ChatGPT Code Interpreter for Computer Vision
Published Jul 12, 2023 • 7 min read

What is the Code Interpreter Plugin by OpenAI?

Code interpreter (CI) is an official ChatGPT plugin by OpenAI that pushes the boundaries of what’s possible with AI by enabling data analytics, image conversions, code editing, and much more. With CI, all these tasks can now be performed through the text interface.

GPT-4 + code interpreter plugin

New ChatGPT Capabilities with Code Interpreter

The code interpreter plugin can handle file uploads and downloads. This allows you to work directly with data files, including images and videos, which is particularly useful in computer vision. Besides these, code interpreter supports various file formats, including CSV, JSON, and much more.

Another unique aspect of code interpreter is its ability to reflect upon and learn from the output of the code it runs. This allows code interpreter to correct its own mistakes. Thus, it brings a new dimension to ChatGPT, bridging the gap between natural language understanding and code execution.

Limitations with the Code Interpreter Plugin

While code interpreter brings great power and flexibility, it currently has limitations.

  • Internet Access: Code interpreter does not have access to the internet, which means it can’t directly fetch data from the web or interact with online APIs.
  • File Size: The maximum file size that can be uploaded is 250 MB. To work around this, you can compress your data into a zip file to lower its size. Remember, however, that the uncompressed data still needs to fit within the available memory.
  • Language Support: Currently, code interpreter only supports Python code.
  • Python Packages: Installation of external Python packages is not permitted. However, the coding environment comes pre-installed with over 330 packages. This includes but is not limited to, numpy for numerical computations, pandas for data manipulation and analysis, matplotlib for data visualization, and OpenCV for computer vision tasks.
  • Environment Persistence: If the environment dies, the entire state is lost. Any generated files also become inaccessible as their download links stop working.
  • Knowledge Cut-off: The underlying model, GPT-4, has a “knowledge cut-off”  —  unaware of events that occurred after its training data was collected.

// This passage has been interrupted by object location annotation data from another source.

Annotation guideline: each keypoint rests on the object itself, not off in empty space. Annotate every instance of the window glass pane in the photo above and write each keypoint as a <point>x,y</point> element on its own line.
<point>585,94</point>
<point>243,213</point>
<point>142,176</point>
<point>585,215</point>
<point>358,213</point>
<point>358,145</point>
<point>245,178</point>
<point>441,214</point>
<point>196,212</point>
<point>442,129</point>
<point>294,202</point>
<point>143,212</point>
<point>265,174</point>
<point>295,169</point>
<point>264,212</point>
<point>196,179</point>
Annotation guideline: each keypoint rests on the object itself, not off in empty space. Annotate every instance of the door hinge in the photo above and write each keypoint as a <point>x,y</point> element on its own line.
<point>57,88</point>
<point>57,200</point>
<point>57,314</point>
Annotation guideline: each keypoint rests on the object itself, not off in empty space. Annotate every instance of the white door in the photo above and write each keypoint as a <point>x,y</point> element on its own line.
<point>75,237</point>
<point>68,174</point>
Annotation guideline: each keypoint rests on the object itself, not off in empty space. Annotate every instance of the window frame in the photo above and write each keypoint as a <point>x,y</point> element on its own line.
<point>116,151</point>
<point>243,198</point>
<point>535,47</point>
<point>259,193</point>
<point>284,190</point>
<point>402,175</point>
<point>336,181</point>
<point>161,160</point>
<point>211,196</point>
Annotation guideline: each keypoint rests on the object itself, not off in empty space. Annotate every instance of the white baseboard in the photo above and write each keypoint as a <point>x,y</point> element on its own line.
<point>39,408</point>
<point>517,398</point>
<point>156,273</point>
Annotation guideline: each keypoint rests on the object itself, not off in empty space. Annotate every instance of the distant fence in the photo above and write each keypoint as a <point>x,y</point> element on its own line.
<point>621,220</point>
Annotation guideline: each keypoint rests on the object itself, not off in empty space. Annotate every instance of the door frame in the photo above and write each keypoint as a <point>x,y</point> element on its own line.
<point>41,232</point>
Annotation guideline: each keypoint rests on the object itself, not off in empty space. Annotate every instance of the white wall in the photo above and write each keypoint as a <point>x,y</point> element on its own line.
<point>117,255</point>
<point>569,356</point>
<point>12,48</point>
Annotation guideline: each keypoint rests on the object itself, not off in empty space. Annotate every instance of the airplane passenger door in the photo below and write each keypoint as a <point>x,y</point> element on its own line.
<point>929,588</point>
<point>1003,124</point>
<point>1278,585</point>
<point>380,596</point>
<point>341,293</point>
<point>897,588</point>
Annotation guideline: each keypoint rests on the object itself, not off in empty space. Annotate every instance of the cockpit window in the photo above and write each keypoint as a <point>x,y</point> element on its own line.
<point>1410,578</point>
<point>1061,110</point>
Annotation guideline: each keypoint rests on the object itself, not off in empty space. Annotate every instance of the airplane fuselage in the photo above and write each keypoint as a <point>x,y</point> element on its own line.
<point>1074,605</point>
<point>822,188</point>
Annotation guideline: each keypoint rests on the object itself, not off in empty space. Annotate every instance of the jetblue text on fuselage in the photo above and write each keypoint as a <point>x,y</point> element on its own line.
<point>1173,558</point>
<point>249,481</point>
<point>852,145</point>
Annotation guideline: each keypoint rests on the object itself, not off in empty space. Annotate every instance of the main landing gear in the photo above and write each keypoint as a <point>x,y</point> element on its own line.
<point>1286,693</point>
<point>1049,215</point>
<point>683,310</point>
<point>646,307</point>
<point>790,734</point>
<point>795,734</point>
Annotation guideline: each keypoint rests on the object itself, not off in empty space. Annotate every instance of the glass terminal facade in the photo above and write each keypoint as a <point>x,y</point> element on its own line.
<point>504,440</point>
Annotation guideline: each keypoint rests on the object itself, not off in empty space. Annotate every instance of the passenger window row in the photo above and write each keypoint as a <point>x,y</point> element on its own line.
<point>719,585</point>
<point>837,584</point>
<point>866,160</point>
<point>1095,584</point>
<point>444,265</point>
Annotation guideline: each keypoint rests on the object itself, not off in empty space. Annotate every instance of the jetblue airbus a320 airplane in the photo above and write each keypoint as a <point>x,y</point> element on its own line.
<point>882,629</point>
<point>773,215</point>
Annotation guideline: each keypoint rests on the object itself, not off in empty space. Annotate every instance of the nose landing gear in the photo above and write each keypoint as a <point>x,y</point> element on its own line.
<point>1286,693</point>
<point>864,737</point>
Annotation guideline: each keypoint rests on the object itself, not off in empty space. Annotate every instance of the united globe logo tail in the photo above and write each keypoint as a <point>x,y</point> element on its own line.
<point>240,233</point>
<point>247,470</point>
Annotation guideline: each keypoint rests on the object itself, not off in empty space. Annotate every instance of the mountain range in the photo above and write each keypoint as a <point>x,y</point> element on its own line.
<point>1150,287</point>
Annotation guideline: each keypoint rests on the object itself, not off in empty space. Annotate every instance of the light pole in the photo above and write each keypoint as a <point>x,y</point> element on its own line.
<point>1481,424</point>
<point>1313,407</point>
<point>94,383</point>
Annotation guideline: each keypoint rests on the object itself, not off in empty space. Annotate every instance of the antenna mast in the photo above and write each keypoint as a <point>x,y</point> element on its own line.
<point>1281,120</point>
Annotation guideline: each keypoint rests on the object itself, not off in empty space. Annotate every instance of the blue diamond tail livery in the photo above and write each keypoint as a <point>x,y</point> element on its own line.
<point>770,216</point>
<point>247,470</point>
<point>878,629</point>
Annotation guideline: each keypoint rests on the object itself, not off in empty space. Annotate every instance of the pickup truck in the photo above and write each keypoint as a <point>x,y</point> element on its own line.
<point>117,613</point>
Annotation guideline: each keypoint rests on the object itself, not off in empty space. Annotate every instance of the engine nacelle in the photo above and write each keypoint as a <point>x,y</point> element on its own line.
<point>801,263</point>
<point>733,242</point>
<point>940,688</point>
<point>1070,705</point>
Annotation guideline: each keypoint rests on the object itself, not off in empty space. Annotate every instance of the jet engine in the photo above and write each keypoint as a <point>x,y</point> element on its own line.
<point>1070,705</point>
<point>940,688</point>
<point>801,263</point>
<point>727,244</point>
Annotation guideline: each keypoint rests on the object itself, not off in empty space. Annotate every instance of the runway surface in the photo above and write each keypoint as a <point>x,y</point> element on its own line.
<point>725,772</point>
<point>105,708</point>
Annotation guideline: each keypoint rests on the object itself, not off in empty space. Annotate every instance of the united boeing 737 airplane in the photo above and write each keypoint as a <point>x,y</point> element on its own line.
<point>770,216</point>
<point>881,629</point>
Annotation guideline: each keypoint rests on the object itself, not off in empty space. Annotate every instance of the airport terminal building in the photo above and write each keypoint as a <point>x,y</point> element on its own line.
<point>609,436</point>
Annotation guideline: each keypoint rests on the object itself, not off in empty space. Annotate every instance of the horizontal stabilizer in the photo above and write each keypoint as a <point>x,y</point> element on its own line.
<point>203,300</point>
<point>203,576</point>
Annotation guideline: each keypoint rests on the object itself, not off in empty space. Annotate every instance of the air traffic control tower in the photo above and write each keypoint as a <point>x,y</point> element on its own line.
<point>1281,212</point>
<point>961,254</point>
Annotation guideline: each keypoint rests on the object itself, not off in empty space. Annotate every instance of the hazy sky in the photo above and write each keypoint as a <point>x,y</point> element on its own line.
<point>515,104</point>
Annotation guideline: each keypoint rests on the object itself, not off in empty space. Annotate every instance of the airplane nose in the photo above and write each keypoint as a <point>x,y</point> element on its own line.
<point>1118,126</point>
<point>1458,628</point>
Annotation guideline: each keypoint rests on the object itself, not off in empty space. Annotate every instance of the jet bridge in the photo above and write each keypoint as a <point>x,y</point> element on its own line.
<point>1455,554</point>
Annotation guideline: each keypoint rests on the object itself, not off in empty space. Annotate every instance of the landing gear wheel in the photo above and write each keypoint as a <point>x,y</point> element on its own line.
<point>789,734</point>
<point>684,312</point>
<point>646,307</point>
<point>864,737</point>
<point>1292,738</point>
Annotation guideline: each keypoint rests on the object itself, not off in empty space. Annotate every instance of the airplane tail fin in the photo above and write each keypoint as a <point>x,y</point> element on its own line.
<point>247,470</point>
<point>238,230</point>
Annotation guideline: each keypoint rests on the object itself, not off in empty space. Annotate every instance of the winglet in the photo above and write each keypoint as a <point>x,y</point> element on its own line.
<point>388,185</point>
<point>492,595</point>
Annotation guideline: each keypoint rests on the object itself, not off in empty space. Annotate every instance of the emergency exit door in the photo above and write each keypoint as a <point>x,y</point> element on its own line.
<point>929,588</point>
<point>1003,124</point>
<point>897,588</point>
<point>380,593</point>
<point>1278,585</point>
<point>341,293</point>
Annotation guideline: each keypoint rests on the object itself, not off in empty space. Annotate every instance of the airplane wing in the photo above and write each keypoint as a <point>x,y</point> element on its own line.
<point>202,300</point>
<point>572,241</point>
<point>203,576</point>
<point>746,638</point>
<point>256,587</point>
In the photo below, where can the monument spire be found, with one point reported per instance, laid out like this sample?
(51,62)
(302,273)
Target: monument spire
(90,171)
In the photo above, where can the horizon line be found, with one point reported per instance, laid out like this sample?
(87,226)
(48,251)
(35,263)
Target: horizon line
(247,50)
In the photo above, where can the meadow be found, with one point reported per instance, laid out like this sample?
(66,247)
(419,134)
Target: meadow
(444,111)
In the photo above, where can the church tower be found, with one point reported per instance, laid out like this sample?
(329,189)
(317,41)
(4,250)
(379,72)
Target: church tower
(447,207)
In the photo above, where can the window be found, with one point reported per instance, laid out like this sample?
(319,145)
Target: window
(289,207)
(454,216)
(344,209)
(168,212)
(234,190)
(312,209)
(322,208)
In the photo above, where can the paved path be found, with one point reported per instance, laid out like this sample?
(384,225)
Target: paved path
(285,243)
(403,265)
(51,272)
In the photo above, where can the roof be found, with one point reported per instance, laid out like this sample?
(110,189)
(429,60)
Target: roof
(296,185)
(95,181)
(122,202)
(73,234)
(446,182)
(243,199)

Data Analysis with Code Interpreter

Code interpreter is a game-changer for data analysis. You can interactively perform complex data transformations, statistical analysis, and visualizations. The best part? All this is done conversationally, making the process intuitive, engaging, and approachable for non-technical users.

Visualizations created by Ethan Mollick — ChatGPT Code Interpreter user who doesn’t know Python.

Using Code Interpreter for Computer Vision

Now, let’s delve into how we can harness the power of code interpreter for computer vision tasks. Interestingly, while code interpreter comes pre-installed with powerful libraries such as TensorFlow and PyTorch, ChatGPT will insist that using deep learning models is not possible.

We decided to get more creative and solve computer vision problems leveraging old-school libraries like OpenCV and Tesseract. Remarkably, this entire process was conducted using human language  —  we didn’t manually write a single line of code. The results were quite promising. It makes one imagine a future where AI-assisted development could revolutionize the field of computer vision. With tools like code interpreter, this future doesn’t seem far off.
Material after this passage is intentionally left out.